Argumentasi Panel diatas tentu sangat bertentangan dengan putusan Mahkamah No. 90/PUU -XXI /2023, Bahwa berkaca pada putusan MK No. 90/PUU-XXI/2023 tersebut Tentang batas usia Calon Presiden dan Calon Wakil Presiden, didalam legal standing permohonan 90/PUU-XXI/2023 tersebut pemohon mendalilkan bahwa pemohon bercita-cita menjadi seorang Presiden, akan tetapi didalam pokok-pokok permohonan, pemohon tidak menguraikan kembali alasannya ingin menjadi presiden, akan tetapi pemohon menguraikan dengan sangat rinci tentang Gibran Raka Buming Raka yang kala itu menjabat sebagai walikota solo yang diupayakan agar dapat mencalonkan diri sebagai Presiden atau Wakil Presiden.
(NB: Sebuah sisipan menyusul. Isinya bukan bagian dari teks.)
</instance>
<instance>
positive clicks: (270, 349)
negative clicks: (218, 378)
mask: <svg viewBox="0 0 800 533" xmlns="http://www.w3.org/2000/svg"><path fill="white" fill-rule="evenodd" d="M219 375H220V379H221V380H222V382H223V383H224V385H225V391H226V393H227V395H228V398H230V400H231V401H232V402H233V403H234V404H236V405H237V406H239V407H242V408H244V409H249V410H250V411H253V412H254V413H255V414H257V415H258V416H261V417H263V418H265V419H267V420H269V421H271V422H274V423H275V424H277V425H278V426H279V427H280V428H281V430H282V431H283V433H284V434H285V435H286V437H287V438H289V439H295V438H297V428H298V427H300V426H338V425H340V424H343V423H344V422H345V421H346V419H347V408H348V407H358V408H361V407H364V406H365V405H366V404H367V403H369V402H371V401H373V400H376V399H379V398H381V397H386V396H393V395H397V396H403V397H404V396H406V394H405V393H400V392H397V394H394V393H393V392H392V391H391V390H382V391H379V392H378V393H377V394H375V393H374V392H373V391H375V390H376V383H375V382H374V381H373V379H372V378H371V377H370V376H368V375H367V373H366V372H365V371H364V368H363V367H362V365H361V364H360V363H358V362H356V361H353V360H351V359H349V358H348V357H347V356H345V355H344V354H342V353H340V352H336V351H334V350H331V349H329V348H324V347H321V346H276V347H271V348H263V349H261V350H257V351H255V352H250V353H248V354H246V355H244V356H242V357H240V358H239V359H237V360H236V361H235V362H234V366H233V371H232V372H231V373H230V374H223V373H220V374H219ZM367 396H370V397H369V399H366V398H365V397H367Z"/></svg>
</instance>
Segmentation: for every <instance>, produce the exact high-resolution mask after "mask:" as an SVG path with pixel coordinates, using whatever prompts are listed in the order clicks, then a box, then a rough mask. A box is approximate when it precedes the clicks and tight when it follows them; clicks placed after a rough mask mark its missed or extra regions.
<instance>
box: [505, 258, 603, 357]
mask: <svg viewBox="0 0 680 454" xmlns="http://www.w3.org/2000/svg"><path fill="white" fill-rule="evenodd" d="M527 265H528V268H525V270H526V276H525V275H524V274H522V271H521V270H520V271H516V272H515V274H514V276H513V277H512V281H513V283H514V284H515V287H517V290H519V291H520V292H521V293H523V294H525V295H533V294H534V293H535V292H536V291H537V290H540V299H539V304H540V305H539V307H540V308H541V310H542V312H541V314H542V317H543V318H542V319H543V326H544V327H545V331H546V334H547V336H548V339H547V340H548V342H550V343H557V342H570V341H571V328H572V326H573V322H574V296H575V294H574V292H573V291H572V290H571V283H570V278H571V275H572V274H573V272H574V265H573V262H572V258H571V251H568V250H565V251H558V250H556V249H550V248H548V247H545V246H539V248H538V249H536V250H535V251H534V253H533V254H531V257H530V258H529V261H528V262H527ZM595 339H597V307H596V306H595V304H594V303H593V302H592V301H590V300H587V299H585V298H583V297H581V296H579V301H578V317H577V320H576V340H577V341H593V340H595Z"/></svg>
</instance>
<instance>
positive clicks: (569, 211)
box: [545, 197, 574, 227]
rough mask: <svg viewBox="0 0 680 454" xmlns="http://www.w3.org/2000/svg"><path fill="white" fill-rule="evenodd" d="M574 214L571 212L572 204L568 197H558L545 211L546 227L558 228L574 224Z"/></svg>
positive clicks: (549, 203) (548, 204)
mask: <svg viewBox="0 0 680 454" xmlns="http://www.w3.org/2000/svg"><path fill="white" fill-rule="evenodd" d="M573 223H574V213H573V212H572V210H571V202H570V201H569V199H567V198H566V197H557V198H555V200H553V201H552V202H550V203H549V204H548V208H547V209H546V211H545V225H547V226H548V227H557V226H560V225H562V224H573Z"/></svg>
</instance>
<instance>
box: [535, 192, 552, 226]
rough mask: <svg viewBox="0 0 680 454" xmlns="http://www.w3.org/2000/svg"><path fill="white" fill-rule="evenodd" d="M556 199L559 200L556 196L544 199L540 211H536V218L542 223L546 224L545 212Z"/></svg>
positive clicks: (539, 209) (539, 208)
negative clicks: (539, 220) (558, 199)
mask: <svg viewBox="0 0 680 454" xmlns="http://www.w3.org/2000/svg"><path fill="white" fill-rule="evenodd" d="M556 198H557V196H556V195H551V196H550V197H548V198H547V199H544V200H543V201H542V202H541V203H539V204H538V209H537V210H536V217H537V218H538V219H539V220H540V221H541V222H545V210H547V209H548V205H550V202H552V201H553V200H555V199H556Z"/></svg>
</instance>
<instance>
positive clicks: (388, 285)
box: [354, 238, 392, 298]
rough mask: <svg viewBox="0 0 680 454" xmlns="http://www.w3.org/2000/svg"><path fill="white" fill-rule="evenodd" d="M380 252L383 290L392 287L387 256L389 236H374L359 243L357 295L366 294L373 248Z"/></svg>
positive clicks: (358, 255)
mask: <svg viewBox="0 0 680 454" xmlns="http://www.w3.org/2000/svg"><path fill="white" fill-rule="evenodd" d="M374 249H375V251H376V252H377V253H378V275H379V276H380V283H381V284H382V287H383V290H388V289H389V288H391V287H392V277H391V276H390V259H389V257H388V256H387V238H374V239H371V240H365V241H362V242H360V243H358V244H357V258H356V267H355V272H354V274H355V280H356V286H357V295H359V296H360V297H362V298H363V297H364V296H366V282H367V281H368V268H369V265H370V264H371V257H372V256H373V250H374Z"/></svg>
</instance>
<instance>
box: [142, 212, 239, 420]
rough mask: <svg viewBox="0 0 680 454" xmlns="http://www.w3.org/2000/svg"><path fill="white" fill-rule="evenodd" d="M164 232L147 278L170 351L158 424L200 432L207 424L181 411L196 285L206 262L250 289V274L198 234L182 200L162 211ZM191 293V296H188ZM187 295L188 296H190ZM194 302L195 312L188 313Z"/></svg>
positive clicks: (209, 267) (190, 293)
Selain itu didalam petitum permohonan pemohon juga tidak meminta agar batas usia Calon Presiden dan Calon Wakil Presiden disesuaikan dengan usia pemohon yang saat mengajukan permohonan uji materil di MK baru berusia 23 tahun. Pemohon malah meminta usia Calon Presiden dan Calon Wakil Presiden tetap 40 tahun, atau pernah menjabat sebagai Kepala Daerah, berikut petitum pemohon No. 90/PUU-XXI/2023: “Menyatakan pada Pasal 169 huruf (q) Undang-Undang Nomor 7 Tahun 2017 Tentang Pemilihan Umum (Lembaran Negara Republik Indonesia Tahun 2017 Nomor 182, Tambahan Lembaran Negara Republik Indonesia Nomor 6109) sebagaimana terakhir diubah dengan Peraturan Pemerintah Pengganti Undang-Undang Republik Indonesia Nomor 1 Tahun 2022 (Lembaran Negara Republik Indonesia Tahun 2022 Nomor 224, Tambahan Lembaran Negara Republik Indonesia Nomor 6832) sepanjang “berusia paling rendah 40 (empat puluh) tahun;” bertentangan dengan Undang-Undang Dasar Negara Republik Indonesia Tahun 1945 secara bersyarat dan tidak mempunyai kekuatan hukum mengikat sepanjang tidak dimaknai dengan “… atau berpengalaman sebagai Kepala Daerah baik di Tingkat Provinsi maupun Kabupaten / Kota.” Petitum yang diputus dan dikabulkan oleh Mahkamah ini sangat jelas bukan ditujukan pada pemohon, dikarenakan pemohon masih seorang mahasiswa aktif yang usianya belum mencapai 40 tahun dan belum pernah menjadi Kepada Daerah. Oleh karena itu merujuk pada putusan Mahkamah 90/PUU-XXI/2023, dan kami sangat yakin bahwa Mahkamah pada prinsipnya Imparsial dalam menangani perkara, tidak membeda-bedakan antara pemohon yang satu dengan pemohon yang lain, Maka dari itu Klien kami Para Pemohon merasa memiliki legal standing yang sama dengan pemohon pada putusan 90/PUU-XXI/2023, sehingga kami memiliki legal standing dalam permohonan 73/PUU-XXI/2024 aquo.